The current wave of AI innovation is largely driven by openness: rapid iteration, broad developer access, and tools that can run across platforms.

Companies like OpenAI, Google, and Meta have released various models. These models sometimes evolve in unexpected directions, but they are continuously and demonstrably improving, attracting developers and users at a speed unmatched by traditional product cycles.

Apple has remained cautious, as expected. As a loyal guardian of the vision of Apple co-founder Steve Jobs, Cook has consistently emphasized that strict control is the only way to achieve privacy protection and product quality.

This restraint has earned Apple the trust of its users, but it has also subjected the company to antitrust pressure in the United States and abroad, including a legal battle with Epic Games, the developer of "Fortnite," and new EU regulations forcing Apple to open up more competition on its devices.

Ternus Needs to Choose Between Openness and Closure

As AI develops, this contradiction has been further exacerbated, as the AI boom often favors speed and experimentation.

“The choice of Ternus, a hardware executive, as CEO may indicate that Apple still believes the future of AI will run on highly integrated devices, not just software,” said Timothy Hubbard, assistant professor of management at the University of Notre Dame’s Mendoza College of Business.

“This may be a wise move, but it also carries deeper risks: if the next era values openness and faster iteration more, then Apple’s strengths, such as rigor, refinement, and control, could become constraints. Apple started with rapid innovation, and perhaps the company needs to return to that starting point.”

OpenClaw is a Hit

From Jobs rescuing Apple from trouble in the late 1990s to Cook turning Apple’s services business into a $110 billion growth engine, Apple has proven that tight integration can bring long-term customers and lasting profits.

Today, Ternus’s biggest challenge will be integrating AI into Apple’s almost airtight ecosystem at a time when a more open model is sweeping the globe.

One example is OpenClaw, software that can schedule a large group of AI “agents” to perform complex tasks traditionally handled by humans. The software has become a viral hit in China, with users ranging from elementary school students to the elderly.
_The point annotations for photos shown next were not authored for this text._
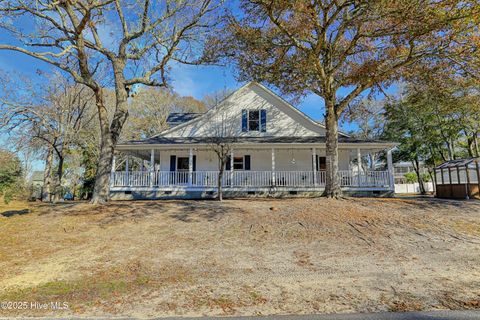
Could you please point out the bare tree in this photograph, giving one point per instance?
(133, 42)
(221, 143)
(54, 119)
(338, 50)
(149, 111)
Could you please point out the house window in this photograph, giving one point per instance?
(321, 163)
(253, 120)
(182, 163)
(237, 163)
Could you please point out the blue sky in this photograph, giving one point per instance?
(195, 81)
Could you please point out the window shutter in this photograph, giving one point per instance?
(247, 162)
(173, 163)
(244, 120)
(263, 120)
(227, 165)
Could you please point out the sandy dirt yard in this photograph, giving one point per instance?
(241, 257)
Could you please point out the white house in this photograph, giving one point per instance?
(275, 150)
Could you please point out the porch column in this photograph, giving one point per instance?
(359, 167)
(390, 170)
(231, 167)
(152, 166)
(314, 162)
(273, 167)
(190, 166)
(112, 176)
(127, 173)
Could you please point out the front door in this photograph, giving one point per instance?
(182, 168)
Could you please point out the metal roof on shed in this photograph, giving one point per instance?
(458, 163)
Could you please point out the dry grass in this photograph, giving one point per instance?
(240, 257)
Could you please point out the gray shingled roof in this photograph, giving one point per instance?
(240, 140)
(459, 163)
(176, 118)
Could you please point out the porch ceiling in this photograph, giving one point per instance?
(251, 142)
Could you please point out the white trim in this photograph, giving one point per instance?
(263, 88)
(350, 146)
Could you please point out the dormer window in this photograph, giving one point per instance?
(254, 120)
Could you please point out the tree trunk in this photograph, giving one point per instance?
(475, 144)
(332, 186)
(102, 177)
(57, 193)
(219, 185)
(47, 176)
(109, 134)
(416, 166)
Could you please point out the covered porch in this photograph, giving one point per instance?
(250, 169)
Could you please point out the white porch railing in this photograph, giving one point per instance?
(247, 179)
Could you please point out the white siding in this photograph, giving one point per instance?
(226, 120)
(261, 159)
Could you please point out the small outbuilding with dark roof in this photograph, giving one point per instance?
(458, 179)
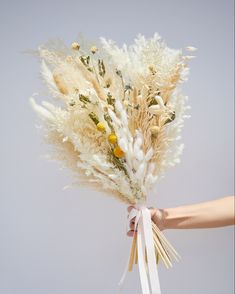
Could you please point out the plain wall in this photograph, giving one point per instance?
(55, 241)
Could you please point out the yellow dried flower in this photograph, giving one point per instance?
(75, 46)
(118, 152)
(94, 49)
(100, 126)
(69, 59)
(126, 103)
(112, 138)
(154, 130)
(108, 83)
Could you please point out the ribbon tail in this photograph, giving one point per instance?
(141, 259)
(151, 256)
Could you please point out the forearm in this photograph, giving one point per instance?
(211, 214)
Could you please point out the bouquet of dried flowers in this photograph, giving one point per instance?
(116, 122)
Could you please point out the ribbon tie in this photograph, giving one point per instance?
(143, 225)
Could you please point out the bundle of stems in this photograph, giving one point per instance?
(163, 249)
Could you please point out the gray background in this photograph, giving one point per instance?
(73, 241)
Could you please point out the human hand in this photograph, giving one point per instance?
(156, 216)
But OpenClaw also demonstrates the risks of openness. The software is still rough, has security vulnerabilities, and may take actions that are concerning, including exposing private financial information on the open internet. These contradictions are precisely what Apple has long tried to avoid.

Ternus has already made it clear in media interviews that Apple is more interested in launching products, rather than raw technology like OpenClaw that can generate attention but cannot become a daily necessity like the iPhone.

However, Apple has also shown some flexibility, using AI technology developed by competitors when necessary. In January, Apple partnered with Google to use its Gemini model to enhance its voice assistant Siri.

Learning from Nvidia

Hubbard at Notre Dame says Apple can also learn from Nvidia’s approach. Last month, Nvidia announced that it would revamp OpenClaw’s open-source software to launch a product called NemoClaw, adding security mechanisms and usage restrictions to make it stable in a commercial environment.

Gene Munster, a long-time Apple analyst and investor at Deepwater Asset Management, says Ternus’s focus on quality will help him change the narrative about Apple, just as Cook did by aggressively developing the services business to prove that Apple’s financial fate is not solely dependent on the iPhone.

“Staying true to Apple’s culture should allow Apple to move more aggressively into AI without significantly sacrificing quality,” Munster wrote in a report to clients.